A new police station is due to be opened beside the old Musgrave Street Station in Belfast in January, and the existing barracks will be demolished to make way for a multi-storey car park.
Since 1893 officers attached to Musgrave Street have policed most of the major events in the city, from the dockers’ strike of 1907 to the Suffragette movement, the Troubles and even President Bill Clinton’s Northern Ireland visit.
Yesterday, past and present police officers said a final farewell to the iconic Belfast station.
Old uniforms and memorabilia were on show at the event which was attended by Chief Constable Matt Baggott.
Musgrave Street Police Station was built after rioting in Belfast in 1886.

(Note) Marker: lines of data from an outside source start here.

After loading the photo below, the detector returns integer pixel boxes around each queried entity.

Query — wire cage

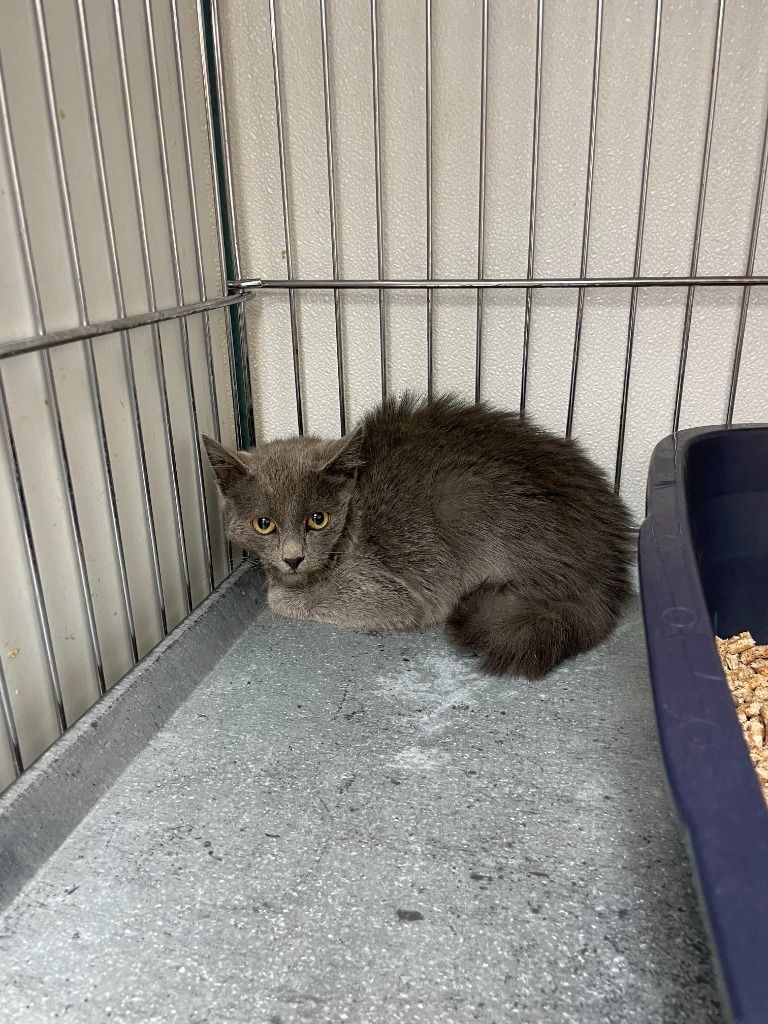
[0,0,767,793]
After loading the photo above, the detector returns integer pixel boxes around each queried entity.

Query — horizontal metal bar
[0,293,251,361]
[234,275,768,291]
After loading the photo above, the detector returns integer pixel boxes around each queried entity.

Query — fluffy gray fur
[203,394,633,679]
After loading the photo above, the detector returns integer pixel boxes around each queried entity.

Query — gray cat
[203,394,632,679]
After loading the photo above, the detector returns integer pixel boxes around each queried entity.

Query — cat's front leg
[266,578,354,625]
[266,567,442,631]
[268,584,364,628]
[266,582,316,621]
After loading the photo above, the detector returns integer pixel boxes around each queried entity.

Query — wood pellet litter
[716,632,768,807]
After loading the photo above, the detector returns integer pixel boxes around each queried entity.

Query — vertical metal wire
[170,0,233,574]
[170,0,221,436]
[40,360,107,693]
[76,0,168,635]
[673,0,725,433]
[614,0,663,493]
[196,1,242,460]
[475,0,490,404]
[425,0,433,400]
[521,0,544,417]
[0,653,22,777]
[0,50,57,754]
[268,0,304,434]
[207,0,254,447]
[566,0,604,439]
[29,2,107,694]
[197,1,243,573]
[0,371,65,734]
[319,0,346,435]
[112,0,193,615]
[2,36,104,701]
[0,366,65,736]
[37,0,140,669]
[727,98,768,425]
[144,0,215,597]
[370,0,387,399]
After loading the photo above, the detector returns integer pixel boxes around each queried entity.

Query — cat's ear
[319,427,365,482]
[202,434,251,492]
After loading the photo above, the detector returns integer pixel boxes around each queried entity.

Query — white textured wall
[0,0,236,791]
[222,0,768,510]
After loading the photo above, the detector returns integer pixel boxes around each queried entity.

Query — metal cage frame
[1,0,767,787]
[0,0,251,781]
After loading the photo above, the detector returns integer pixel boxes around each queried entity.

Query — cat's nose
[283,556,304,572]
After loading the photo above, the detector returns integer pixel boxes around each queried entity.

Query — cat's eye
[307,511,329,530]
[252,516,276,535]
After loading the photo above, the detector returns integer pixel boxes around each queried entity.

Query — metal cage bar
[0,360,58,745]
[566,0,604,440]
[75,0,167,630]
[614,0,664,494]
[0,369,66,737]
[1,294,257,362]
[474,0,490,404]
[370,0,387,400]
[170,0,222,442]
[37,0,140,669]
[727,90,768,425]
[170,0,233,572]
[521,0,544,417]
[112,0,193,614]
[268,0,304,435]
[206,0,254,447]
[3,0,768,795]
[235,274,768,291]
[0,652,21,778]
[425,0,433,400]
[673,0,726,433]
[2,34,104,705]
[0,0,252,786]
[144,0,215,595]
[77,0,169,637]
[29,3,107,695]
[319,0,346,436]
[197,0,246,456]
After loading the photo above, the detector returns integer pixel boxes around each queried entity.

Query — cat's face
[202,431,363,582]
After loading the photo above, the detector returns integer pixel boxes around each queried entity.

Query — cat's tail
[446,584,622,680]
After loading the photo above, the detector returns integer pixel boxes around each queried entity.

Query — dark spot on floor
[396,909,423,922]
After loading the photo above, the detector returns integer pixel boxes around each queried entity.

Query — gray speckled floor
[0,598,724,1024]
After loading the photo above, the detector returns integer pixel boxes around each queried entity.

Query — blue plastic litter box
[639,424,768,1024]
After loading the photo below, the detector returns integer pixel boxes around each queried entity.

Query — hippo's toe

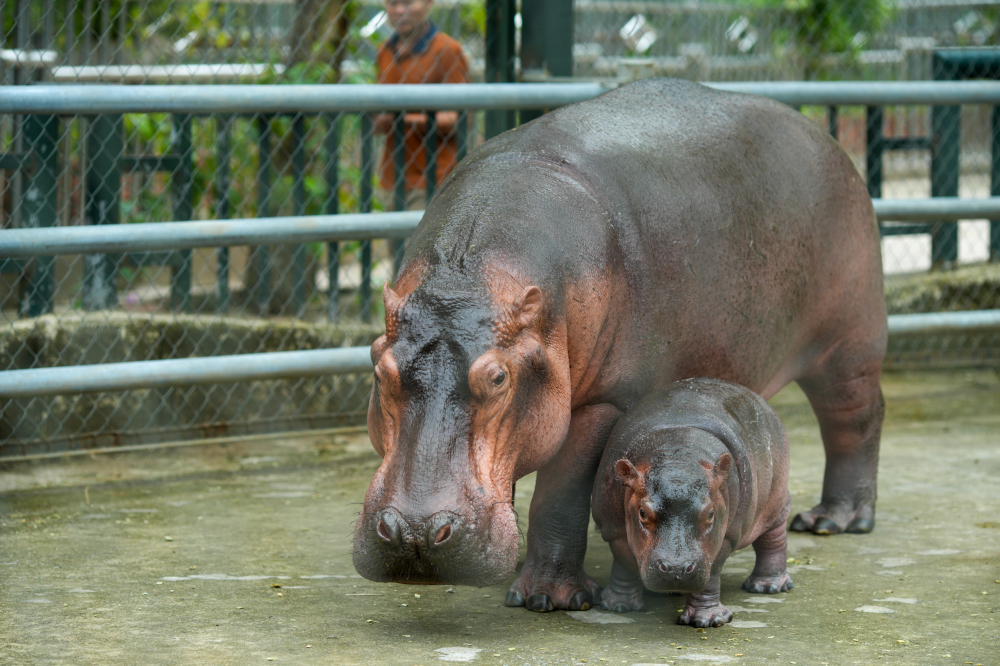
[567,590,593,611]
[678,603,733,628]
[812,517,843,535]
[742,571,793,594]
[503,589,525,607]
[847,516,875,533]
[789,513,811,532]
[525,593,555,613]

Constable Paul Wilson, who has been stationed at Musgrave Street for 17 years, said: “There was serious sectarian rioting in Belfast in that year.

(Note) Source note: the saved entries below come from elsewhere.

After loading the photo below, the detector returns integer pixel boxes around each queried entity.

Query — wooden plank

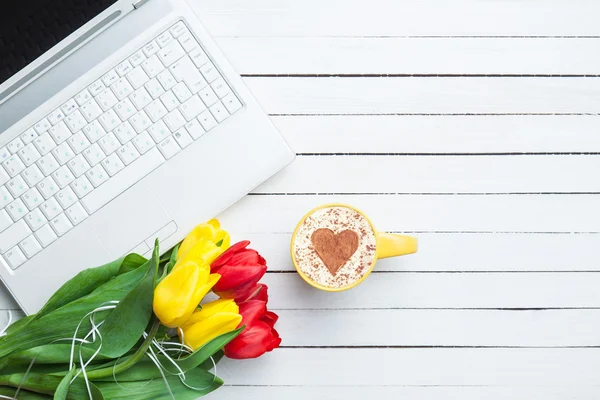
[217,348,600,385]
[275,309,600,347]
[243,232,600,272]
[254,155,600,194]
[218,194,600,233]
[212,386,600,400]
[218,38,600,75]
[271,115,600,153]
[262,273,600,309]
[243,77,600,114]
[193,0,600,37]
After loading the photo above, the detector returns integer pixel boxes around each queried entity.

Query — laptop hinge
[133,0,151,9]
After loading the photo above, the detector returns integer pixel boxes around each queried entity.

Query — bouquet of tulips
[0,220,280,399]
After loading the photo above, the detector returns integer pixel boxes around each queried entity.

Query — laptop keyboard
[0,20,243,270]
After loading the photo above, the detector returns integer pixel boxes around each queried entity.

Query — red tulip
[241,283,269,303]
[224,300,281,359]
[210,241,268,302]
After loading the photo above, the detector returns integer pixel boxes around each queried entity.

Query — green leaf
[0,262,150,359]
[0,344,116,375]
[176,327,242,372]
[35,254,149,323]
[9,344,114,365]
[5,314,34,335]
[92,328,240,383]
[0,373,103,399]
[97,242,159,358]
[95,368,222,400]
[0,386,51,399]
[117,253,148,275]
[53,366,76,400]
[198,350,224,370]
[169,243,179,265]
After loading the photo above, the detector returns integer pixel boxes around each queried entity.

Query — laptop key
[20,129,39,145]
[7,138,24,154]
[222,93,243,114]
[88,80,106,97]
[157,41,185,67]
[157,136,181,159]
[49,213,73,237]
[198,87,218,108]
[22,188,43,210]
[102,70,119,87]
[173,129,193,148]
[0,148,9,163]
[116,61,133,77]
[37,177,59,199]
[34,224,58,248]
[129,50,146,67]
[133,132,156,154]
[7,198,27,221]
[111,78,134,101]
[4,246,27,269]
[47,109,66,126]
[48,121,73,144]
[126,67,149,90]
[61,100,79,116]
[209,102,229,123]
[6,175,27,198]
[34,118,51,134]
[169,21,187,38]
[75,89,92,106]
[33,133,57,155]
[37,153,60,176]
[81,99,104,122]
[24,208,46,231]
[65,110,88,133]
[86,165,109,187]
[66,203,88,226]
[142,56,165,79]
[0,187,13,208]
[0,210,11,233]
[0,168,8,186]
[3,156,25,177]
[40,197,62,220]
[52,166,75,188]
[56,187,77,209]
[22,165,43,187]
[198,110,217,131]
[184,119,205,140]
[19,235,42,258]
[142,41,160,57]
[156,31,173,48]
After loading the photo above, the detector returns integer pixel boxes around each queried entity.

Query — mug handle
[376,232,418,259]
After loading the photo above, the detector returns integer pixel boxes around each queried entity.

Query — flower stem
[85,318,161,380]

As a result of a Government inquiry into the rioting they decided to build extensive central headquarter barracks around Belfast in four districts and that’s how Musgrave Street came about.”
Police officers and their families lived on-site so the yard would have been populated by children, cats, dogs and washing lines right up until the 1930s.

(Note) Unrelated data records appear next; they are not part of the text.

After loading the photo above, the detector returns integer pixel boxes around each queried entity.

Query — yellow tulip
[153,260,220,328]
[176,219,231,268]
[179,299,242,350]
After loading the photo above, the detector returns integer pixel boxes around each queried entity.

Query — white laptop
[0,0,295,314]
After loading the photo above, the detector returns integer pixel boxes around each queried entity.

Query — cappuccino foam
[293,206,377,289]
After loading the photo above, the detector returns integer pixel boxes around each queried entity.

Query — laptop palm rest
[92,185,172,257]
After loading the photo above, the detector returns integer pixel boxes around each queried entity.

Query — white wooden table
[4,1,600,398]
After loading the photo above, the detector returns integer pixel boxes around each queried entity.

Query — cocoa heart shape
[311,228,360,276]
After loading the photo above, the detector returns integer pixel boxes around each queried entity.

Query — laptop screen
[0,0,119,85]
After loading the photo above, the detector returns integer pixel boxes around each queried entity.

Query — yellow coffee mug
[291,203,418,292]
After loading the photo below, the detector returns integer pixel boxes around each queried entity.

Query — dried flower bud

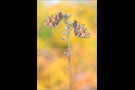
[61,37,65,40]
[65,40,68,43]
[67,48,70,51]
[64,27,67,30]
[62,32,66,35]
[64,52,67,56]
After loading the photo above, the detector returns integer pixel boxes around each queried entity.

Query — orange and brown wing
[44,12,63,28]
[73,20,90,38]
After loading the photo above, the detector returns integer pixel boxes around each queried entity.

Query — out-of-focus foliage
[37,0,97,90]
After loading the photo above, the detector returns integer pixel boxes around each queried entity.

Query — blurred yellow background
[37,0,97,90]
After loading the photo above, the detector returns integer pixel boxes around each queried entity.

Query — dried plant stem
[68,50,72,90]
[67,34,72,90]
[63,14,73,90]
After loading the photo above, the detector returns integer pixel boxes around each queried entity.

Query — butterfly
[44,11,63,28]
[73,20,91,38]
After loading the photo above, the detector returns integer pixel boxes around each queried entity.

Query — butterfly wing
[44,12,63,28]
[73,20,90,38]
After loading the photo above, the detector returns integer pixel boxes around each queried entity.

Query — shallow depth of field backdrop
[37,0,97,90]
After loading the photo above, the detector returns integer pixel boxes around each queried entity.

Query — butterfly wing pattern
[73,20,91,38]
[44,11,64,28]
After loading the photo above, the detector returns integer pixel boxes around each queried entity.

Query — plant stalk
[63,14,72,90]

“Your rank and the size of your family dictated how many rooms you got, so a head constable – who would now be an inspector – would have got more rooms than a sergeant,” said Constable Wilson.
The barracks also included stables which held 20 horses for the mounted troop until 1917.
Constable Wilson has researched the history of the barracks.
He said the station had been involved in some interesting and important events.
In 1907 the Belfast dockers’ strike ended with the policemen themselves in revolt, and a top officer punched.
Musgrave Street policemen played a big part in the strikes and union meetings were held at the barracks.
“In July of 1907 there were two big meetings,” Constable Wilson explained.
“At one of them there was a county inspector — who would now be the equivalent to a police superintendent — who was punched and knocked to the ground by a constable, which was mega news at the time.”
In 1922 the station was taken over by the IRA after they were let in by a sympathiser.
“They came in to steal arms, ammunition and vehicles but once they were in here it went wrong and they killed an RIC man, Constable John Collins. Constable Thomas McKeown was injured and the place was surrounded by gunfire,” Constable Wilson said.
The city centre barracks did not escape the turmoil of the Troubles. Four Musgrave Street officers were killed while on duty and the barracks was attacked a number of times.
A lorry bomb exploded at the front security barrier in 1974, a 500lb bomb partially detonated in 1976, and in 1989 a bomb exploded inside the rear fence.
As the date of the closure nears Chief inspector Robert Murdie said there were mixed feelings about leaving as the barracks has an atmosphere unlike any other station.
“This was built as a barracks, police were not just stationed here but would have lived here,” he said.
“But the new station is very much public facing, it’s going to have a much softer image to it, there will be conference rooms so that members of the community can be brought in and it will be a lot more open.
“It refects the style of 21st century policing rather than the barracked style of the 20th century,” he added.